CREATE VIEW <View name>
[ <view column list> ]
AS <query expression>
[ WITH CHECK OPTION ]

This is a subset of the SQL-99 syntax for a view definition. It’s comforting to know that "The Big Three" DBMSs — DB2, SQL Server, and Oracle — can all handle this syntax without any problem. In this article, I’ll discuss just how these DBMSs "do" views: what surprises exist, what happens internally, and what features The Big Three present, beyond the call of duty.

I’ll start with two Cheerful Little Facts, which I’m sure will surprise most people below the rank of DBA.

Cheerful Little Fact #1:

The CHECK OPTION clause doesn’t work the same way that a CHECK constraint works! Watch this:

CREATE TABLE Table1 (column1 INT)

CREATE VIEW View1 AS
   SELECT column1 FROM Table1 WHERE column1 > 0
   WITH CHECK OPTION

INSERT INTO View1 VALUES (NULL) <-- This fails!

CREATE TABLE Table2 (column1 INT, CHECK (column1 > 0))

INSERT INTO Table2 VALUES (NULL) <-- This succeeds!

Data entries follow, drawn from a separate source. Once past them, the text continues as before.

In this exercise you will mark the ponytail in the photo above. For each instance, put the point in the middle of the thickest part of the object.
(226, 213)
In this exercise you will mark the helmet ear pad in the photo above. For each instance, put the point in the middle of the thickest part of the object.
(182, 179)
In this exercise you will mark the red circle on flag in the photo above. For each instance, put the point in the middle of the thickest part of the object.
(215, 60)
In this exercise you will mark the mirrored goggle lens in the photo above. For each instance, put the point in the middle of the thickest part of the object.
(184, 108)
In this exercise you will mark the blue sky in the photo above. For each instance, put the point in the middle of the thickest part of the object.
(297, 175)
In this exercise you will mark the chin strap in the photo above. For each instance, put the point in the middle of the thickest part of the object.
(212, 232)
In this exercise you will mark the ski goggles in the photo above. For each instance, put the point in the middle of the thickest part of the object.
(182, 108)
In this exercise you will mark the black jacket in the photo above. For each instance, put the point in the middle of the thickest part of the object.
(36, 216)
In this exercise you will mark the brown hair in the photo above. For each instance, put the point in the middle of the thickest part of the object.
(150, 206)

The difference, and the reason that the Insert-Into-View statement fails while the Insert-Into-Table statement succeeds, is that a view's CHECK OPTION must be TRUE while a table's CHECK constraint can be either TRUE or UNKNOWN.

Cheerful Little Fact #2:

Dropping the table doesn’t cause dropping of the view! Watch this:

CREATE TABLE Table3 (column1 INT)

CREATE VIEW View3 AS SELECT column1 FROM Table3

DROP TABLE Table3

CREATE TABLE Table3 (column0 CHAR(5), column1 SMALLINT)

INSERT INTO Table3 VALUES ('xxxxx', 1)

SELECT * FROM View3 <-- This succeeds!

This bizarre behavior is exclusive to Oracle8i and Microsoft SQL Server — when you drop a table, the views on the table are still out there, lurking. If you then create a new table with the same name, the view on the old table becomes valid again! Apart from the fact that this is a potential security flaw and a violation of the SQL Standard, it illustrates a vital point: The attributes of view View3 were obviously not fixed in stone at the time the view was created. At first, View3 was a view of the first (INT) column, but by the time the SELECT statement was executed, View3 was a view of the second (SMALLINT) column. This is the proof that views are reparsed and executed when needed, not earlier.

View Merge

What precisely is going on when you use a view? Well, there is a module, usually called the Query Rewriter (QR), which is responsible for, um, rewriting queries. Old QR has many wrinkles — for example, it’s also responsible for changing some subqueries into joins and eliminating redundant conditions. But here we’ll concern ourselves only with what QR does with queries that might contain views.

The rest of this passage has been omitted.